Noch ist Talia zu jung, um selbst mit Taglit nach Israel zu reisen. Die Organisation bietet Reisen für junge Menschen zwischen 18 und 26 Jahren an. Aber auch in Zukunft wird Talia das Angebot der Organisation wohl nicht in Anspruch nehmen. Sie hat Familie in Israel und war schon häufig dort. »Ich kenne das Land schon seit meiner Kindheit, und durch meine Familie habe ich jederzeit die Möglichkeit, nach Israel zu reisen«, erklärt die Schülerin. »Taglit ist für Menschen da, die sonst nicht die Möglichkeit haben, nach Israel zu fahren.«
Planung Seit Beginn des Schuljahres hat Talia an ihrem Projekt gearbeitet. Sie schrieb Einladungen, musste eine Location finden und sich um die Dekoration kümmern. Ihre ganze Familie hat sie für diesen Abend eingespannt.

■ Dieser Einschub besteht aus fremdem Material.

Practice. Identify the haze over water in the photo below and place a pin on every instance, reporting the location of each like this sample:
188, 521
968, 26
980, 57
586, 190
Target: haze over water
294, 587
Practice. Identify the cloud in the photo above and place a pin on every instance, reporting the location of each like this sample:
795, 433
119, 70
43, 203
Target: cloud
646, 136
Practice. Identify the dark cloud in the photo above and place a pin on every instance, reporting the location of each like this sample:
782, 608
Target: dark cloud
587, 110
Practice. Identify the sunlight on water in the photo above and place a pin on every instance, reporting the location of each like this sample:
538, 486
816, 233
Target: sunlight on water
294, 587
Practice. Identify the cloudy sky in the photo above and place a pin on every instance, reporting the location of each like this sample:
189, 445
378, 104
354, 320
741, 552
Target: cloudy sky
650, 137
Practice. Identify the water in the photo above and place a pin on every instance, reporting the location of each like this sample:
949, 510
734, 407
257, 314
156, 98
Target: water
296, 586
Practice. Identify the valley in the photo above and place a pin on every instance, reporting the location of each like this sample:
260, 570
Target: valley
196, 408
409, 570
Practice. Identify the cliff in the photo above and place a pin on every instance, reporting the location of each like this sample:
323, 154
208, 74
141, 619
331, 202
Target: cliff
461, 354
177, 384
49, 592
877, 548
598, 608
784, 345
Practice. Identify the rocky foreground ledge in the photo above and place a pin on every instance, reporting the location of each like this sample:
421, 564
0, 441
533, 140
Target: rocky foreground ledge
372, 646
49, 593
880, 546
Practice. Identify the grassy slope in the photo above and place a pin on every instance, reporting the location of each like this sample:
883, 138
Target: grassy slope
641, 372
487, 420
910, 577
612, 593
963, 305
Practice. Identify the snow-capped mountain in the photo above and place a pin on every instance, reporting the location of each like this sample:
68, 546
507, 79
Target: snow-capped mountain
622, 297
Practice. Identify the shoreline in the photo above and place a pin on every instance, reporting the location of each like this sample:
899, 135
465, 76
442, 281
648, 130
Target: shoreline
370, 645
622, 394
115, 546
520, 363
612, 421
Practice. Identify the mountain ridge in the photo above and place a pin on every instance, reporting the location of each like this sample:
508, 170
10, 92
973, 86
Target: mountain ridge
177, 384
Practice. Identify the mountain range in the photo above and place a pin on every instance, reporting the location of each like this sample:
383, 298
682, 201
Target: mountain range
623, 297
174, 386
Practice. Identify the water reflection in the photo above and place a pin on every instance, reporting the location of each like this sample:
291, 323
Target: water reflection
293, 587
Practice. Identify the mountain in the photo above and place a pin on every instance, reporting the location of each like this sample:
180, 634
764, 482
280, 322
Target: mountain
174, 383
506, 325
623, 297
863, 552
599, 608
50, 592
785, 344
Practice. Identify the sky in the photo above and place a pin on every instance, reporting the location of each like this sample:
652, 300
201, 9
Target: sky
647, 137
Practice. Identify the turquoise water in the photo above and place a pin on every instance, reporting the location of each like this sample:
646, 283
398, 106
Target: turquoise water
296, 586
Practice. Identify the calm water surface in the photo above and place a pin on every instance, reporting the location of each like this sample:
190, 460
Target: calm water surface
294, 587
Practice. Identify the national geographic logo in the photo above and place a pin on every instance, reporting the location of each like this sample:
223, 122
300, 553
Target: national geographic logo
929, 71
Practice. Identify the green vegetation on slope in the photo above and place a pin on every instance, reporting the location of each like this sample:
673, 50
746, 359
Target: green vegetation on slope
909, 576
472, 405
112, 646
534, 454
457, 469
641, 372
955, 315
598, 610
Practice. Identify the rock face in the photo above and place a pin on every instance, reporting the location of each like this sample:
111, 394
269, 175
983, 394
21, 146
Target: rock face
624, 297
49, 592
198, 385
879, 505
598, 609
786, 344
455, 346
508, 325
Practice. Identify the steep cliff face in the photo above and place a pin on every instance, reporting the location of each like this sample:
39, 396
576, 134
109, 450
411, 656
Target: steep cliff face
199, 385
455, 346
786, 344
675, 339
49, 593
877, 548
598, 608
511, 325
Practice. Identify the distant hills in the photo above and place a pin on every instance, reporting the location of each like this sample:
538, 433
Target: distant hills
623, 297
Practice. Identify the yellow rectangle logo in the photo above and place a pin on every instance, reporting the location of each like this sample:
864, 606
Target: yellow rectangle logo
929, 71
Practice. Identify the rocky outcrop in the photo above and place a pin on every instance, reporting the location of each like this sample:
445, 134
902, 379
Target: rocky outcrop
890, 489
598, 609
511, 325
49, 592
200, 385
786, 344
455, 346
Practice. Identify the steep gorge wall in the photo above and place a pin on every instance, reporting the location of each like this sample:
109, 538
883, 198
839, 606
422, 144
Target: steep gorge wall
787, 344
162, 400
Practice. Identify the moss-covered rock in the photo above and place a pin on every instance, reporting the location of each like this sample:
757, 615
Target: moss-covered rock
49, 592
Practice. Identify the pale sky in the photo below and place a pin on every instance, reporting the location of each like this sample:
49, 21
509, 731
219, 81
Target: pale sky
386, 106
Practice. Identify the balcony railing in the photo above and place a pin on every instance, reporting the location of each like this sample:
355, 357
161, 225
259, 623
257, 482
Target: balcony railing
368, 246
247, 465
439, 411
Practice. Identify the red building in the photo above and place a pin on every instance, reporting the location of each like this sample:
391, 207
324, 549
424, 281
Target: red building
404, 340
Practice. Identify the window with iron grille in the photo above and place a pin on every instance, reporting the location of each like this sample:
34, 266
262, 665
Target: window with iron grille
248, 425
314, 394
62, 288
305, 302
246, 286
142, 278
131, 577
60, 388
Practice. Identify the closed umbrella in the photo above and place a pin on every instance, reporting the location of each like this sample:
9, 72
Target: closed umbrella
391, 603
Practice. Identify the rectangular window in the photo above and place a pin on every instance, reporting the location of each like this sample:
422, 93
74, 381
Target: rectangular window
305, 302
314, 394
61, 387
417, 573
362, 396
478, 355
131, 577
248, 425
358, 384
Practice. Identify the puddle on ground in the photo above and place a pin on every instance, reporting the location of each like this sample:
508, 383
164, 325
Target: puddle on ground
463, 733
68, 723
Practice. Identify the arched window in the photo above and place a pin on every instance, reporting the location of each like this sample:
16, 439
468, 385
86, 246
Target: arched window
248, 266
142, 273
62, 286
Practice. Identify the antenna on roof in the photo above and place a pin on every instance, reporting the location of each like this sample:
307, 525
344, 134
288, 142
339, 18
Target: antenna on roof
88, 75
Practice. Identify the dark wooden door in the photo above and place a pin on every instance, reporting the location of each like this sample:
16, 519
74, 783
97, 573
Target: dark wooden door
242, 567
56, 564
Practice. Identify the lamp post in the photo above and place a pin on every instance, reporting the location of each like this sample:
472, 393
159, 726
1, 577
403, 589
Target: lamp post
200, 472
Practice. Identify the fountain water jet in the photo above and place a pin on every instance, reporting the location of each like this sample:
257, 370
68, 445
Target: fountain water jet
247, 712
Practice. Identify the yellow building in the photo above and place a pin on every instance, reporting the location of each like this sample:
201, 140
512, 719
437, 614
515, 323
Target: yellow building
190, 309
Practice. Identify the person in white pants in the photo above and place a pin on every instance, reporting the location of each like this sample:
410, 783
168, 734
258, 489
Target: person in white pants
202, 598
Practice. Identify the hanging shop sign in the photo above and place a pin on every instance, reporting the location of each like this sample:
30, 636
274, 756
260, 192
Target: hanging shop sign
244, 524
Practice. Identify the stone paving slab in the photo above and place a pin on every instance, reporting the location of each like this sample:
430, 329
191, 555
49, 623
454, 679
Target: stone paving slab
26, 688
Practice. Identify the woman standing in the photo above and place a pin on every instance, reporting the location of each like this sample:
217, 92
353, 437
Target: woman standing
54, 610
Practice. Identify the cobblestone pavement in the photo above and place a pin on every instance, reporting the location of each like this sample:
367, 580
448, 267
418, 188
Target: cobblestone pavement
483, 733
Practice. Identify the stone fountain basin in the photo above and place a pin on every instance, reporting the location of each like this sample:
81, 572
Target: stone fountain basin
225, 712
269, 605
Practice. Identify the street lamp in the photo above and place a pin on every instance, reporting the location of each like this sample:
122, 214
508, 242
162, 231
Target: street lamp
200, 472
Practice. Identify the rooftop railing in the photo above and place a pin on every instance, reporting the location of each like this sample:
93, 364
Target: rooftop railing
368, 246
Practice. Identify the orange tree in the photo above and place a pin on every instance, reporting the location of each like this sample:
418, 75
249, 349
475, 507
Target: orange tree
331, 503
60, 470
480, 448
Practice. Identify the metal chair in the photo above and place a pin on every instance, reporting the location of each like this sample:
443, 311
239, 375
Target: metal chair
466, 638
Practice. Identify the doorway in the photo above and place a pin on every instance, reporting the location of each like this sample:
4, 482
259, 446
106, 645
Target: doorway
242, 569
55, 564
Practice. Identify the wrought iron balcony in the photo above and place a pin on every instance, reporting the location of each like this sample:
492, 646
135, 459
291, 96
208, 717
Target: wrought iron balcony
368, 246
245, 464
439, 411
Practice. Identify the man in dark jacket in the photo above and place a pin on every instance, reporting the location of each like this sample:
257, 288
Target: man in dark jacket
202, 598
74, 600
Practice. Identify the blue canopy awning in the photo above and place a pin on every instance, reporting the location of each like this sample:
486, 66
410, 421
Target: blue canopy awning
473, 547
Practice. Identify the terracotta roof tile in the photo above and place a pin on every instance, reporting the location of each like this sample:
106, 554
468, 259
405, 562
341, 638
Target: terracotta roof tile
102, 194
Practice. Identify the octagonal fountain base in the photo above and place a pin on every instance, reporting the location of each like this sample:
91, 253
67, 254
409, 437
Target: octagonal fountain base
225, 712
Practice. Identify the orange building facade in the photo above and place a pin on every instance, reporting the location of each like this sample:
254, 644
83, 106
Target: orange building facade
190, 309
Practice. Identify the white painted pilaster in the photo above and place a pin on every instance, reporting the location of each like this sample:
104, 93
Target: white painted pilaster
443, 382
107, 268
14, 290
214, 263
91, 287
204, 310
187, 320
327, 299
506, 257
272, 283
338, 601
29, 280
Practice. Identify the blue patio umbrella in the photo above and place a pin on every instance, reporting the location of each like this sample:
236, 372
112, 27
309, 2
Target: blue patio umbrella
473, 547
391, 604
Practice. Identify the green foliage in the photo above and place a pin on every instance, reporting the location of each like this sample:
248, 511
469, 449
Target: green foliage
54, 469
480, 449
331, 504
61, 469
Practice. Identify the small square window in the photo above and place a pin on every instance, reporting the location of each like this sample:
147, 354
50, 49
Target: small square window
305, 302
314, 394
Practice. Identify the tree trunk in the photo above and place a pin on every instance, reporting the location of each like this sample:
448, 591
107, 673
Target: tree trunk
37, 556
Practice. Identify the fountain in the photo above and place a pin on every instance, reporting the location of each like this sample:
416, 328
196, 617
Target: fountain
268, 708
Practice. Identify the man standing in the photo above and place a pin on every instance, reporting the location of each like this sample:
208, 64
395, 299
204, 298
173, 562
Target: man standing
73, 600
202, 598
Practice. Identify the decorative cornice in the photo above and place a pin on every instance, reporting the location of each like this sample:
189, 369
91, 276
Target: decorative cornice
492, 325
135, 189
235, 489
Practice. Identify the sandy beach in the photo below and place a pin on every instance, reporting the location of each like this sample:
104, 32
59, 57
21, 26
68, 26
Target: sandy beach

Ihre Eltern haben sie mit dem Auto quer durch die Stadt gefahren, und auch ihr kleiner Bruder hat eine Aufgabe zugewiesen bekommen. Mit seinen Freunden Jonathan und Jakob ist Mathan für die Garderobe am Empfang verantwortlich. Doch irgendwer hat nicht nur seinen Mantel, sondern auch einen kleinen weißen Pudel bei den Jungen gelassen, die jetzt mit dem Hund über den Flur toben.
Draußen auf der Terrasse unter einem Heizpilz stehen die Raucher. Die Männer gönnen sich eine Zigarre, besprechen ihre Geschäftsangelegenheiten und erzählen sich Witze. Drinnen, im Warmen, hört man dezente Klavierklänge. Emanuel ist Physiker, aber nebenbei spielt er leidenschaftlich gerne Klavier. Mit sanften Improvisationen unterlegt er das gedämpfte Gemurmel im Saal.
Erfolg Talia besucht die zehnte Klasse der Berlin Brandenburg International School (BBIS) im Süden von Berlin. Auch ihr Supervisor ist gekommen, um sich den Erfolg seiner Schülerin anzusehen. »Ich verdanke ihm sehr viel«, erzählt Talia. »Er hat mich dazu ermutigt, dieses Projekt zu machen.« Inzwischen hat sich Talia mit dem Organisieren angefreundet. »Die Vorbereitungen haben mir sehr viel Spaß gemacht«, erklärt sie.
Vielleicht studiert sie irgendwann einmal Event-Management. Aber bis dahin ist es noch ein ganzes Weilchen. Erst einmal ist Talia glücklich, diesen Abend erfolgreich hinter sich gebracht zu haben. Bei allem Spaß bei der Vorbereitung lastet doch auch ein großer Druck auf der 16-Jährigen. Es sei zwar kein Fulltime-Job gewesen, sagt ihre Mutter, aber Talia sei mit ihren Gedanken doch immerzu bei ihrem Projekt gewesen. Jetzt will Talia erst einmal die restlichen Chanukkatage genießen. Aber das nächste Event kommt bestimmt.